Re: High message rate research

Posted by Sean Bastille <se...@gmail.com>.

I guess my first message was too long, but that's alright, I ended up
getting the answers I needed.  I figured I should let you guys in on the
results of my testing.

The summary of my initial write up is that my main requirement is message
throughput per host, so that is what my testing has been focused.  The
bottom line is that I was able to sent 4500 messages/sec between two hosts
using 3 producer processes and 2 consumer processes each using embedded
brokers.  That is the highest sustained throughput I was able to achieve,
and while it was successful, the 2 consumers were consuming ~80% of the CPU
on the host (2 2.4G Xeons with HT enabled) leaving little available for my
processing of the messages.  Interestingly enough, the 3 producers were
consuming ~60% of the CPU on the other host.
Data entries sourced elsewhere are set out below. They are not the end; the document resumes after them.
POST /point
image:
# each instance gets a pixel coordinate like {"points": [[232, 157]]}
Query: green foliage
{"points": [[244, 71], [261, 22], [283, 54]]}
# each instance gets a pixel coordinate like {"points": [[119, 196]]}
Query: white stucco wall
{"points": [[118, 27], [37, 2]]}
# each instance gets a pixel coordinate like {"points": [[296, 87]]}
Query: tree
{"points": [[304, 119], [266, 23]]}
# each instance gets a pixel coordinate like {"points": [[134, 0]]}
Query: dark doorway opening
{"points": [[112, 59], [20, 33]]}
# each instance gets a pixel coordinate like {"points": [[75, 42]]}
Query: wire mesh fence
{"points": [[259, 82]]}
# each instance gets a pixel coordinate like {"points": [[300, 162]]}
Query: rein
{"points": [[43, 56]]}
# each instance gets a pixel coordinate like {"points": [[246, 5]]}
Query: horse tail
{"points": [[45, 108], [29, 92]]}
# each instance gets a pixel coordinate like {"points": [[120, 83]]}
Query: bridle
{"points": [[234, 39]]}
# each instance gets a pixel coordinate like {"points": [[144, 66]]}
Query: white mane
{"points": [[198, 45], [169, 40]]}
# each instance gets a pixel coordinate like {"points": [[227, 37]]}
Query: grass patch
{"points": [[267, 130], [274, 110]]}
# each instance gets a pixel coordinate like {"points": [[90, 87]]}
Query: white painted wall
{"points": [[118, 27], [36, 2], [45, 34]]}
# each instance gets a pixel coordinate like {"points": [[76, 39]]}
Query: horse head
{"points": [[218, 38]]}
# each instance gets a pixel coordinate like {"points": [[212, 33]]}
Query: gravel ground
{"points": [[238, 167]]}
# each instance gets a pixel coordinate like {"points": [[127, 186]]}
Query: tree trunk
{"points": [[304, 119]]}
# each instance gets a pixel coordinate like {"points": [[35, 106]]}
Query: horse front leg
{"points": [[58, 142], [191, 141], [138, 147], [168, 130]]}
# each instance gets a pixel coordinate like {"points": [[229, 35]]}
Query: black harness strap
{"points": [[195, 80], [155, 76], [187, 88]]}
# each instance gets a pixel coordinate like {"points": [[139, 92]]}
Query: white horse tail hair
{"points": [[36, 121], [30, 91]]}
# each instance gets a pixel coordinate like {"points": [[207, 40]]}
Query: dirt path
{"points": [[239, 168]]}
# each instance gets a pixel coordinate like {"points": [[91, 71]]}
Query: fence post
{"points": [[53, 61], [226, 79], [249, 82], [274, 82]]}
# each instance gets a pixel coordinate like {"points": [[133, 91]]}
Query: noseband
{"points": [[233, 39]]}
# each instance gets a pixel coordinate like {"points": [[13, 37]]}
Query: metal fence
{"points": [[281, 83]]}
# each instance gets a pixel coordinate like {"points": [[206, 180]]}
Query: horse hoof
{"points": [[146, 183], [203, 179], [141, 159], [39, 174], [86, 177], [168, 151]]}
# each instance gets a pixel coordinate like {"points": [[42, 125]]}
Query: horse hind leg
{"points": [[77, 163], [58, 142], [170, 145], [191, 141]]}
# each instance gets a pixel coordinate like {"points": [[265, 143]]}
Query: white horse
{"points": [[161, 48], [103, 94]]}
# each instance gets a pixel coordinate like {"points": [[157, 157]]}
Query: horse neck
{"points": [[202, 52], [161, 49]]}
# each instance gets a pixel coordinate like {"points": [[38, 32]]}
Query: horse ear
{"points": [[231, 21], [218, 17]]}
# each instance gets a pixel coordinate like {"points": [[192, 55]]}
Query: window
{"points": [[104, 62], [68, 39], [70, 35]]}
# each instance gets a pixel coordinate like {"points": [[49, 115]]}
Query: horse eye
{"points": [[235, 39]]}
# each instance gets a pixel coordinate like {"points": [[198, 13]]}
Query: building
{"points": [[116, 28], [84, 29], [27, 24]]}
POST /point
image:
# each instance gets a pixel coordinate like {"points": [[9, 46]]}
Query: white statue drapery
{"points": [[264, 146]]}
As a sanity check, I compared a standalone broker to embedded brokers in a
1:1 configuration.  The standalone maxed out around 1800/sec, and the
embedded brokers sustained 2500/sec, so this looks like it might be a more
capable configuration.

Unfortunately, none of this works for our requirements.  To handle our
current load on existing hardware we need to support at least 8000/sec, and
to allow for future growth, I'd really want 15-20k.

-Sean